ECBの7月利上げ説

5月に入り、一時1.03米ドル台まで下落したユーロ/米ドルだったが、今週は4月末以来となる1.07米ドル以上に反発してきた。これは、2021年から続いてきたユーロ安・米ドル高トレンドが終了したということなのか、それとも飽くまで一時的な調整に過ぎないのかについて、今回は考えてみる。

今週にかけてのユーロ反発は、金利差ユーロ劣位縮小に比較的素直に反応した結果と言えそうだ(図表1参照)。さらにその金利差を分解してみると、米2年債利回りが小幅に低下する中で、独2年債利回りは上昇するといった具合に、ほぼ逆方向の動きとなっていた(図表2参照)。

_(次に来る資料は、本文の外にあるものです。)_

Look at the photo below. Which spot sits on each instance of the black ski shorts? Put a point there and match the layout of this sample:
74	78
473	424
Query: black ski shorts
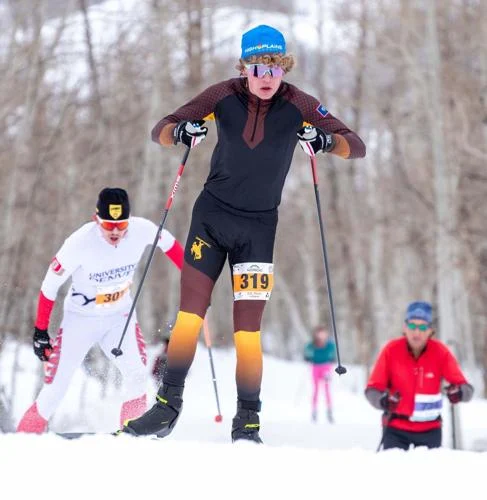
397	438
218	230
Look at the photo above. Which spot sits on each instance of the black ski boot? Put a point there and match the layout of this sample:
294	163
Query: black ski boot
162	417
246	423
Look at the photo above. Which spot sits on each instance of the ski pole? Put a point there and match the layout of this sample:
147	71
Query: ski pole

【図表1】ユーロ/米ドルと独米金利差 (2022年1月~)
出所:リフィニティブ社データをもとにマネックス証券が作成
【図表2】独米の2年債利回りの推移 (2021年1月~)
出所:リフィニティブ社データをもとにマネックス証券が作成

インフレ対策から加速する一方だった米利上げ見通しが、ここに来てやや足踏みの感が出てきたのに対し、独金利はECB(欧州中央銀行)が7月にも利上げを行うとの見方が有力となってきた。こういった中で、ユーロ安・米ドル高が一段落し、今週にかけて比較的大きくユーロ高・米ドル安へ戻すところとなったわけだ。では、これは飽くまでユーロ安トレンドの中での一時的な反発に過ぎないのか、それとも既にユーロ安トレンドは終わったということなのだろうか。主な鍵が2つあると考えている。

その1つは、米金利の動向。2021年以降、独米金利ともに基本的には上昇したが、米2年債利回りの最大上昇幅が2.5%以上だったのに対し、独2年債利回りは同1.2%程度といった具合で、金利上昇幅は米国が独の2倍以上。その意味では、ここまでの金利差変化を受けたユーロ安・米ドル高への影響は、圧倒的に米金利上昇が大きかっただろう。

以上を踏まえると、ユーロ安・米ドル高トレンドが転換するかは、独金利以上に米金利の影響が大きく、具体的には米金利上昇が終わったのか、米金利が大きく低下に向かうかの見極めがポイントになるのではないか。

そしてもう1つの鍵は、米国株の動向ではないか。2022年に入ってからのユーロ/米ドルは基本的にNYダウなど米国株と順相関関係、つまり同じ方向に動く傾向が続いてきた(図表3参照)。この関係がこの先も続くなら、ユーロ安トレンド終了には米国株安の終了、米国株高再開も必要になる。

【図表3】ユーロ/米ドルとNYダウ (2021年10月~)
(出所:リフィニティブ社データをもとにマネックス証券が作成

ユーロ/米ドルは2022年1.15米ドル手前から1.03米ドル台まで最大で1200ポイントも下落、2021年1年間の最大値幅と同じ値幅を達成した。その意味では、既に十分大きく動き、1.03米ドル台でユーロ安が終わったとなってもおかしくはない。

ただこれまで見てきたように、ユーロ高への転換の条件である米金利の大幅な低下や米国株高の再開は未だ微妙ではないかと個人的には感じる。このため、ユーロ安トレンドの転換については、引き続き状況推移を見ながら判断したいと思う。